The first inhabitants of the island of Brač were ancient Illyrians whose presence dates back to the early history. Numerous fortresses and ruins scattered along the island prove their presence on the island of Brač but also their strength to resist a strong Greek colonization of mid-Dalmatian islands in 4th Century B.C. Roman period from 167 BC has conditioned that life moved to the northern coasts and bays of Brač, but there were built no settlements but villae rusticae on the cape of St Nicholas in Supetar in Lovrečina bay, in locality Mirje near Postire and other. Under Roman rule on the island, Brač was also the economic centre. Stone used for the construction of magnificent buildings like Diocletian Palace in Split, listed by the UNESCO as the protected World Cultural Heritage was collected in quarries.

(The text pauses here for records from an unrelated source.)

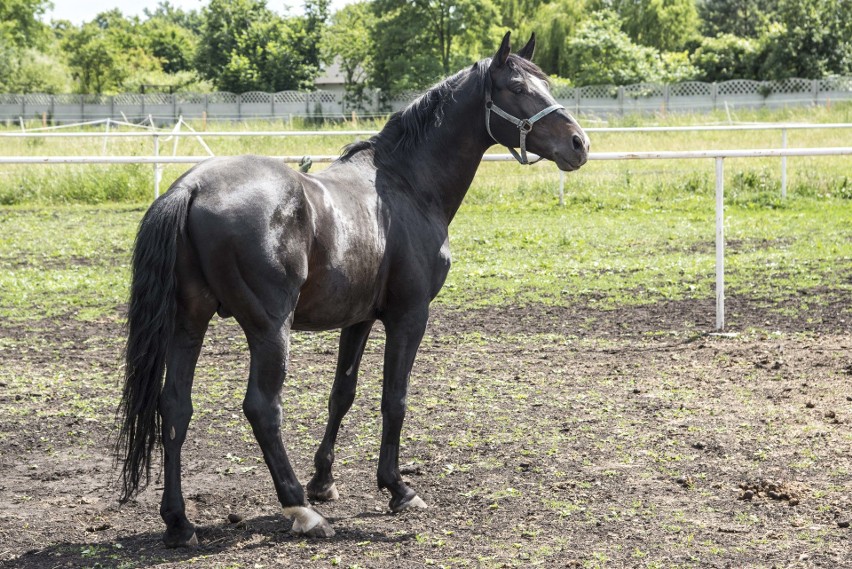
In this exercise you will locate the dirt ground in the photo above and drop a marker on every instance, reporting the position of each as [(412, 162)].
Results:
[(539, 436)]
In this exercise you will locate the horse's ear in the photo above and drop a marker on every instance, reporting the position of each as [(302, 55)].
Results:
[(503, 52), (528, 50)]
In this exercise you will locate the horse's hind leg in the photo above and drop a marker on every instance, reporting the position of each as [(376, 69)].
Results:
[(176, 411), (352, 342), (262, 406)]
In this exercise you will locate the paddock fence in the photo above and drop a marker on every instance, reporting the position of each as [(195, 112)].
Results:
[(594, 100)]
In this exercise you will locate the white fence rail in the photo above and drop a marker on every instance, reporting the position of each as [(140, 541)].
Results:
[(690, 96), (717, 155)]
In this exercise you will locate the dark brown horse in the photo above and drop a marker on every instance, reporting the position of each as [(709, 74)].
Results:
[(363, 240)]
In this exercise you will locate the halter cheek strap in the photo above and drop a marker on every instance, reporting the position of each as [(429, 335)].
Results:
[(524, 125)]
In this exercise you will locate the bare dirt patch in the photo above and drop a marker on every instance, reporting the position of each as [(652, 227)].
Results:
[(549, 436)]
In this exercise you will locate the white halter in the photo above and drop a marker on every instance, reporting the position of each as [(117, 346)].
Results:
[(524, 125)]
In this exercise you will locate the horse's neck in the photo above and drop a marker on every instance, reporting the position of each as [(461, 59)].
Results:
[(442, 167)]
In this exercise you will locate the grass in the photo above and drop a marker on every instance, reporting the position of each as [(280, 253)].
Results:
[(525, 418), (630, 232)]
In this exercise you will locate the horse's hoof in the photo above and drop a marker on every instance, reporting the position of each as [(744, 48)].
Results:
[(322, 529), (328, 495), (308, 522), (177, 541), (415, 502)]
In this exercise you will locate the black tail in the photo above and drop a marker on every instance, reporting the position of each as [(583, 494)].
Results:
[(150, 323)]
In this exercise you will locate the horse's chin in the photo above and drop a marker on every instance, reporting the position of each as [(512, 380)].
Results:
[(567, 165)]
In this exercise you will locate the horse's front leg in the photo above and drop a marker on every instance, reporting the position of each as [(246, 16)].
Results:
[(404, 334), (262, 406), (352, 342)]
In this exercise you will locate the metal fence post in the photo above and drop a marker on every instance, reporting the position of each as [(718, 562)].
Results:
[(157, 170), (720, 244), (784, 164)]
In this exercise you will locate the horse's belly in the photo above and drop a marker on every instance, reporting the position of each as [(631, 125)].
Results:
[(332, 300)]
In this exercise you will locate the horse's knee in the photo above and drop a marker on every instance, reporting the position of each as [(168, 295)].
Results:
[(262, 412)]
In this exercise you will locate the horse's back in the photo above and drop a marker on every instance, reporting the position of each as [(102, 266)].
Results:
[(266, 235), (248, 234)]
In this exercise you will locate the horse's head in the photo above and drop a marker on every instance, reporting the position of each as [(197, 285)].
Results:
[(521, 112)]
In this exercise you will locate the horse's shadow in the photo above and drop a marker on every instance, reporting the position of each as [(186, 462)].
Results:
[(146, 549)]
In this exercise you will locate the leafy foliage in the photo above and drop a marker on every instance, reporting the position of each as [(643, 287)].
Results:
[(348, 43), (403, 45), (601, 53), (416, 42)]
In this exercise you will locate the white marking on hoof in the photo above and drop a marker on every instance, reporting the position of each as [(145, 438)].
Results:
[(307, 521), (328, 495), (415, 502)]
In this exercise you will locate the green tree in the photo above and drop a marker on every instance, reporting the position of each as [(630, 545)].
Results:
[(601, 53), (20, 24), (742, 18), (189, 20), (726, 57), (553, 23), (813, 39), (108, 54), (666, 25), (347, 42), (172, 44), (28, 70), (244, 46), (419, 41)]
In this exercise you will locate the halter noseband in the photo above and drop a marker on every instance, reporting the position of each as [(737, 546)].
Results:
[(524, 125)]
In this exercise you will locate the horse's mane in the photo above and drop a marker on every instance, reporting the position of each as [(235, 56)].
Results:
[(411, 125)]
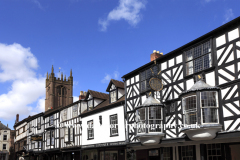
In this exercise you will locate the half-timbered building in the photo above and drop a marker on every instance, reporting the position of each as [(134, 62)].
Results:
[(185, 104), (103, 124), (20, 140), (35, 131)]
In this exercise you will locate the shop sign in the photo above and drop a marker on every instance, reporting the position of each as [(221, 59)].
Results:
[(104, 144)]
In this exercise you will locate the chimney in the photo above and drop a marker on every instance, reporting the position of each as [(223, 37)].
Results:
[(155, 55), (82, 95), (17, 118)]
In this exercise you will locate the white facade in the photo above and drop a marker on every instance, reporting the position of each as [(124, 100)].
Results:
[(102, 131)]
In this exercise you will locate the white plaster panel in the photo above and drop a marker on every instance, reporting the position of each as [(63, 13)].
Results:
[(210, 78), (164, 65), (189, 83), (102, 132), (233, 34), (132, 80), (120, 93), (128, 82), (137, 78), (220, 40)]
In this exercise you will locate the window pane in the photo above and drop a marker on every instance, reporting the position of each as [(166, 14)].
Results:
[(189, 55), (189, 68), (206, 47), (207, 61), (197, 51), (198, 65), (155, 113)]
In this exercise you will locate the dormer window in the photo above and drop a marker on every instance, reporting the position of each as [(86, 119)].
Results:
[(200, 111), (113, 95)]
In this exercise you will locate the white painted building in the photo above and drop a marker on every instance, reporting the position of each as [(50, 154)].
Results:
[(103, 124), (4, 141)]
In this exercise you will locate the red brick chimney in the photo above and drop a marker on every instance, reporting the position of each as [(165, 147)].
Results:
[(82, 95), (155, 55), (17, 118)]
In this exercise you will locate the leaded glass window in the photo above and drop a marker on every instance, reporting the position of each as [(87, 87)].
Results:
[(190, 109), (141, 120), (114, 124), (209, 107), (48, 138), (90, 129), (113, 95), (155, 119), (39, 123), (51, 120), (198, 58), (52, 137), (167, 155), (75, 110)]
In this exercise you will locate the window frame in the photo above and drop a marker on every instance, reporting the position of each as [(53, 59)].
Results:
[(30, 126), (90, 129), (217, 108), (74, 112), (38, 123), (115, 125), (198, 57), (189, 110), (51, 121), (4, 137)]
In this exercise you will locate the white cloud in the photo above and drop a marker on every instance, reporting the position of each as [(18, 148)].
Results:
[(128, 10), (18, 65), (228, 15), (75, 98), (108, 77), (38, 4)]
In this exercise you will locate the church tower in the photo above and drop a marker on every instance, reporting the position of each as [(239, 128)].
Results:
[(58, 91)]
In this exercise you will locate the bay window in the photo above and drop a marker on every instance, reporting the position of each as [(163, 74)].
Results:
[(200, 111), (39, 123), (75, 110), (190, 109), (51, 120), (198, 58)]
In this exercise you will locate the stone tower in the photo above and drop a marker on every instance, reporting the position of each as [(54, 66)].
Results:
[(58, 91)]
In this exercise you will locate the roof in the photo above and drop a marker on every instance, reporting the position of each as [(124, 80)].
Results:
[(104, 105), (180, 49), (117, 83), (96, 94), (200, 85), (2, 126)]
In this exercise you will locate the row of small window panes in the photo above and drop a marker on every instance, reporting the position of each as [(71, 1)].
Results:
[(190, 118), (198, 51), (210, 115), (190, 102), (187, 152), (199, 64), (208, 99)]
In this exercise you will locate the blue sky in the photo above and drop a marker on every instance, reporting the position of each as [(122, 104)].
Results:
[(97, 39)]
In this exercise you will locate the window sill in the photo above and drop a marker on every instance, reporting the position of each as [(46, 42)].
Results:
[(114, 135)]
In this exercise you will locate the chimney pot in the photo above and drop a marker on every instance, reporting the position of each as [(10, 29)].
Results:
[(155, 55)]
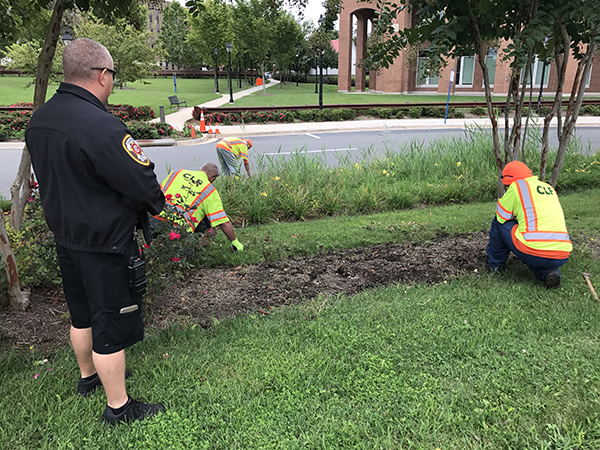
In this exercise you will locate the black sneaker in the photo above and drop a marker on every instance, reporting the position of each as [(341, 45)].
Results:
[(134, 411), (552, 278), (86, 387)]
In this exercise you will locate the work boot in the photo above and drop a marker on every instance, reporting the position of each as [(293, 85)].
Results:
[(132, 411), (86, 386), (552, 278)]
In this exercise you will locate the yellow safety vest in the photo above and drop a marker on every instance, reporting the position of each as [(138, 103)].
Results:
[(193, 197), (540, 229)]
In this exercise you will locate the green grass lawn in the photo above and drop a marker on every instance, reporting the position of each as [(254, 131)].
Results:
[(304, 94), (196, 91), (482, 362)]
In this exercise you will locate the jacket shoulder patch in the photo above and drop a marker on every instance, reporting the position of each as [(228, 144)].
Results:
[(134, 150)]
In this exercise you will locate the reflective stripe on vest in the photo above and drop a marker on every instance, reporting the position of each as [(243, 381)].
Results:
[(169, 180), (203, 196), (217, 216), (546, 236), (224, 145), (503, 213), (527, 203)]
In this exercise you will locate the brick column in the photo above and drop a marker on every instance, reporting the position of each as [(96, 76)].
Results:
[(361, 48), (345, 54)]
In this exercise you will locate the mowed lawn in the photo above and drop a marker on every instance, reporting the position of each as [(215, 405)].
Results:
[(151, 92), (485, 361), (154, 92)]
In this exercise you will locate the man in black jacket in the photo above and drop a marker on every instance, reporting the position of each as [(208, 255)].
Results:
[(96, 186)]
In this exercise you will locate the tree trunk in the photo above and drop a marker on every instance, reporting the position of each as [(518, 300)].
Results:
[(561, 60), (19, 190), (573, 110), (481, 52), (17, 298)]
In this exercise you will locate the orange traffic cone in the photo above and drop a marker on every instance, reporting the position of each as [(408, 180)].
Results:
[(202, 125)]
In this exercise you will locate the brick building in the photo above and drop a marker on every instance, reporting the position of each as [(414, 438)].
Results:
[(405, 76)]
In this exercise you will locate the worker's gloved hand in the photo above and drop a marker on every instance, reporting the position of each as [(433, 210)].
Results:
[(237, 246)]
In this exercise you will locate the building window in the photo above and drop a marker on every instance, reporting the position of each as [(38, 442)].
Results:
[(490, 62), (538, 70), (422, 78), (465, 70)]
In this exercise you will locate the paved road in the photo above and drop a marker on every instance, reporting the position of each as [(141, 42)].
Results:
[(332, 145)]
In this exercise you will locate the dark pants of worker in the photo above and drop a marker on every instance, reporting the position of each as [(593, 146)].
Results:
[(501, 245)]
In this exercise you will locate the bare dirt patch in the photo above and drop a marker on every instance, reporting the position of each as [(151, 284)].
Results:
[(226, 292)]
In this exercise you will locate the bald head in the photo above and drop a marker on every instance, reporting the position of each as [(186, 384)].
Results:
[(80, 56), (210, 169)]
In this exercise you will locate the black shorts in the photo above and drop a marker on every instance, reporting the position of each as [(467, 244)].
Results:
[(96, 287)]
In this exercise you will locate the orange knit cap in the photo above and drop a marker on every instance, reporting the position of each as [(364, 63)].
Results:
[(515, 170)]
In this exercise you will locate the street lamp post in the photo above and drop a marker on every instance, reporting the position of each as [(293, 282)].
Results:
[(216, 50), (229, 47), (316, 77), (321, 71), (321, 82), (297, 55)]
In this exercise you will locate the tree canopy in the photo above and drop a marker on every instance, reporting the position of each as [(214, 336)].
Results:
[(551, 29)]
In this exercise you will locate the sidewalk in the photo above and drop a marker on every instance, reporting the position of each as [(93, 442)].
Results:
[(178, 119)]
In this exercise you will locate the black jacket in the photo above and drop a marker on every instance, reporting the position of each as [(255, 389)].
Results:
[(95, 182)]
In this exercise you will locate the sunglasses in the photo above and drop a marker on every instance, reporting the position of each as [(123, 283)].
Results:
[(114, 72)]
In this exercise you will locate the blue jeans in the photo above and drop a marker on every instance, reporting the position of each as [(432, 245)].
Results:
[(501, 245)]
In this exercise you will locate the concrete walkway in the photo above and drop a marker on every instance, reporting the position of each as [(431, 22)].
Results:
[(178, 118)]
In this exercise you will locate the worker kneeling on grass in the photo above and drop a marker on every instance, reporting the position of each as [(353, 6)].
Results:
[(529, 222), (230, 151), (193, 201)]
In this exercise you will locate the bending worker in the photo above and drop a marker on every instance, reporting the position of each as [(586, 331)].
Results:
[(196, 202), (529, 222), (229, 151)]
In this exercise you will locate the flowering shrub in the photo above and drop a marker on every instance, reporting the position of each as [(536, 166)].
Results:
[(33, 245), (144, 130), (141, 113), (13, 124)]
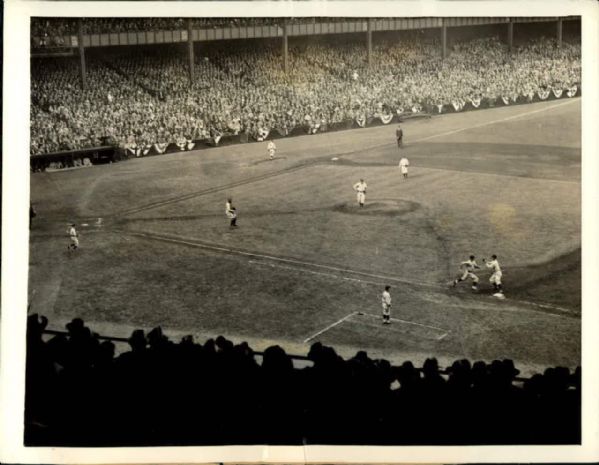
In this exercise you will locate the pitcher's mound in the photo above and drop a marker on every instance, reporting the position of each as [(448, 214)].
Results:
[(378, 207)]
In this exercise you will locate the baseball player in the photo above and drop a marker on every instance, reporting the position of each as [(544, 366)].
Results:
[(467, 269), (231, 213), (399, 136), (403, 166), (386, 302), (360, 188), (72, 232), (271, 148), (32, 214), (495, 278)]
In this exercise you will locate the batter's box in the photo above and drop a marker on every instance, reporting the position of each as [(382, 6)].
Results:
[(400, 326)]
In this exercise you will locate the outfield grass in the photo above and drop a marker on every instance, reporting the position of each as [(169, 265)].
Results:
[(305, 255)]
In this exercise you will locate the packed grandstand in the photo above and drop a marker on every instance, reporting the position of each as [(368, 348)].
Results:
[(85, 390), (140, 99)]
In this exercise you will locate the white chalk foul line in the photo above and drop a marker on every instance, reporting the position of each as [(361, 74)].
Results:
[(332, 325), (436, 328), (488, 123)]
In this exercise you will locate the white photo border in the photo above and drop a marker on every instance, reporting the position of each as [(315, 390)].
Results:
[(15, 235)]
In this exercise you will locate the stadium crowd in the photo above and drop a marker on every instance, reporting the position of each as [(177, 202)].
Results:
[(145, 100), (79, 392), (54, 28)]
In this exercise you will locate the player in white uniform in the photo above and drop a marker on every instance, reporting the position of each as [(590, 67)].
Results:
[(386, 302), (496, 275), (403, 166), (360, 188), (231, 212), (72, 232), (467, 269), (271, 148)]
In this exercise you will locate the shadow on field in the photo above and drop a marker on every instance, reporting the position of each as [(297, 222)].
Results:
[(557, 281)]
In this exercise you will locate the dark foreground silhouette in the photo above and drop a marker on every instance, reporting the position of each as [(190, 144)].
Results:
[(78, 393)]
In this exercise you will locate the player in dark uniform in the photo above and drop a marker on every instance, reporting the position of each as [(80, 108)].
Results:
[(399, 136)]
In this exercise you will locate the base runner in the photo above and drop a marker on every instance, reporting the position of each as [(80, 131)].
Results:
[(467, 267)]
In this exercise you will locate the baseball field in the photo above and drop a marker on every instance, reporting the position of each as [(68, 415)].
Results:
[(307, 264)]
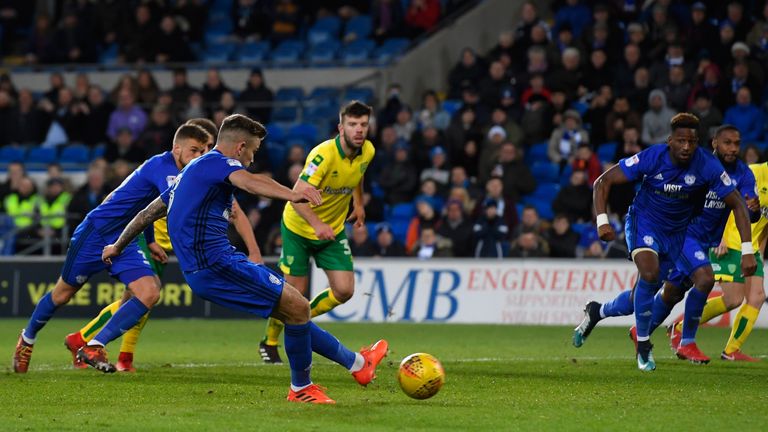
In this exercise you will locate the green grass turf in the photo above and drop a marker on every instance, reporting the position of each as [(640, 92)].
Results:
[(205, 375)]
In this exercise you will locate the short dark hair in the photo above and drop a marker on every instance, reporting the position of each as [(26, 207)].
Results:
[(238, 123), (723, 128), (190, 131), (684, 121), (354, 108), (206, 124)]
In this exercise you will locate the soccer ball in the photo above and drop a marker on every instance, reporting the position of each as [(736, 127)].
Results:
[(420, 376)]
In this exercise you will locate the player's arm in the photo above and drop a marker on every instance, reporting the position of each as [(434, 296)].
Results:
[(154, 211), (243, 227), (736, 203), (259, 184), (602, 187), (358, 206)]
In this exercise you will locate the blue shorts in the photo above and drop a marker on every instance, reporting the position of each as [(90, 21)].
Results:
[(84, 258), (236, 283), (694, 256), (642, 234)]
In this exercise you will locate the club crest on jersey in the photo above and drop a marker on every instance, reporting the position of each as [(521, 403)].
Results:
[(726, 179), (631, 161)]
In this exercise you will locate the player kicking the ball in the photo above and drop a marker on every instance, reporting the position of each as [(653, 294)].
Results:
[(675, 179), (336, 167), (197, 207)]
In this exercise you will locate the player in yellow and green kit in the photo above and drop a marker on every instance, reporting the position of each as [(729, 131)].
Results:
[(336, 167), (74, 341), (736, 288)]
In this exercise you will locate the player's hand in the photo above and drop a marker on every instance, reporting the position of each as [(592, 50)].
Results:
[(305, 192), (748, 265), (357, 216), (323, 231), (606, 232), (108, 252), (157, 253), (720, 250)]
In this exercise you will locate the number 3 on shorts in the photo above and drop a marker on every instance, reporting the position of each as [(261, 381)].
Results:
[(345, 243)]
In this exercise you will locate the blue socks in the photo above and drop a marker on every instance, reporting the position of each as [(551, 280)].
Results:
[(659, 312), (620, 306), (644, 292), (123, 320), (329, 347), (298, 346), (694, 306), (43, 312)]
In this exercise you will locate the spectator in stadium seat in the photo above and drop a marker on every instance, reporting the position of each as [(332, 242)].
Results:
[(432, 113), (213, 87), (386, 244), (468, 70), (257, 97), (656, 119), (455, 227), (40, 45), (562, 238), (565, 139), (422, 16), (88, 196), (97, 117), (124, 148), (400, 179), (709, 116), (575, 199), (180, 90), (29, 123), (157, 137), (387, 17), (126, 115), (747, 117), (360, 243)]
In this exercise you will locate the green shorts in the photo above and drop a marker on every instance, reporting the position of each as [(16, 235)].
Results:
[(727, 268), (157, 267), (328, 254)]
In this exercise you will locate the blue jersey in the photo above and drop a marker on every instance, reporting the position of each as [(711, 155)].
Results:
[(708, 227), (670, 195), (139, 189), (199, 204)]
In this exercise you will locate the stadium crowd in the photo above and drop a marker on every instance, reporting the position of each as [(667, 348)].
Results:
[(498, 164)]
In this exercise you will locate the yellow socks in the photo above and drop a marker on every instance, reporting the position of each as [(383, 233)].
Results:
[(742, 327), (92, 328), (323, 302), (714, 307), (131, 337)]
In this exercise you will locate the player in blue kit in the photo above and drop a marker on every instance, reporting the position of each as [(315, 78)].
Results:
[(197, 207), (675, 180), (102, 226), (692, 268)]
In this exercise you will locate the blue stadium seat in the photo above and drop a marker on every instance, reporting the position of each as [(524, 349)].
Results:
[(607, 151), (358, 27), (537, 153), (75, 153), (363, 94), (41, 155), (253, 52), (403, 211), (12, 154), (545, 171)]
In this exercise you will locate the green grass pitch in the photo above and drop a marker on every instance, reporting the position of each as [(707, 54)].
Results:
[(206, 375)]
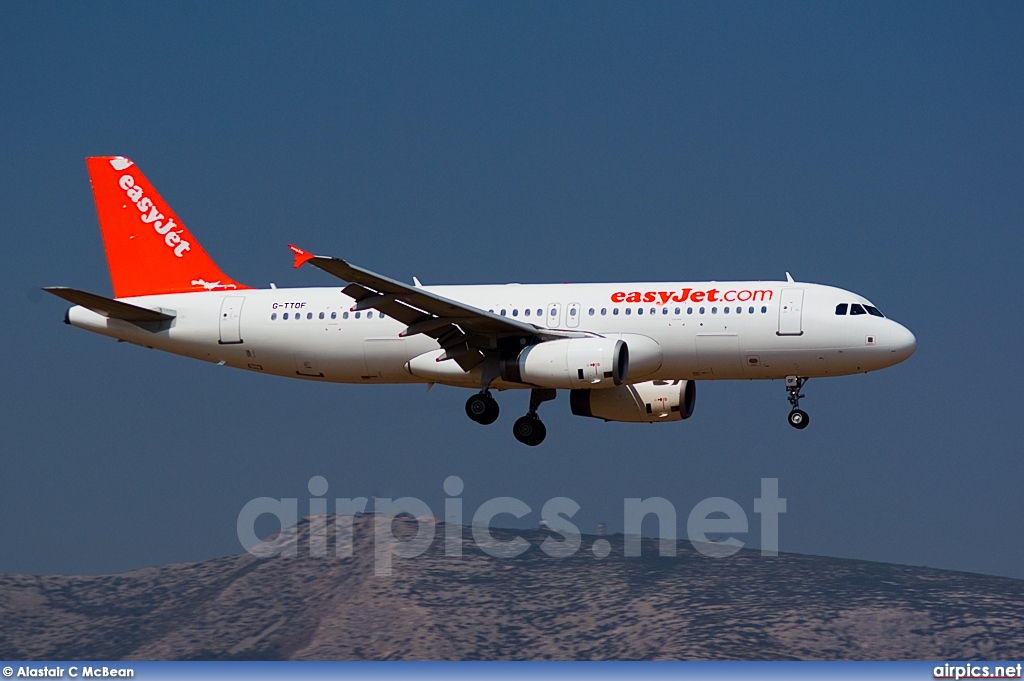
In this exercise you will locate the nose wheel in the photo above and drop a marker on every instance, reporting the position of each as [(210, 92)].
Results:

In the Early Christianity, from 6th to 7th century, on Brač were built Early Christianity Churches of which, from the cultural and artistic point of view, the most magnificent and most preserved church is that in Povlja. Croats have settled the island in 7th century, from Neretva area.


Today is considered that Brač is an ancient Illyrian name of one of the noblest animal – deer (in Illyrian Brento, in Greek Elephos) so Brač in history was recorded as Brentis or Elaphusa. Stephen of Byzantium says: Brač is the Adriatic island with a river (?) which Greeks call Elaphusa and other Bretanide.


The oldest settlement on Brač is picturesque Škrip where is situated the Island of Brač Museum.  The oldest coastal village is Bol, ancient capital is Nerežišća whilst current capital city is Supetar. The Patron Saint of the island of Brač is St George which on the island’s emblem is shown when killing the dragon. Among historical sketches, the cave Kopačina near Donji Humac shall be emphasized. There were found prehistoric remains that prove the human presence in this area, more than 30 000 years old.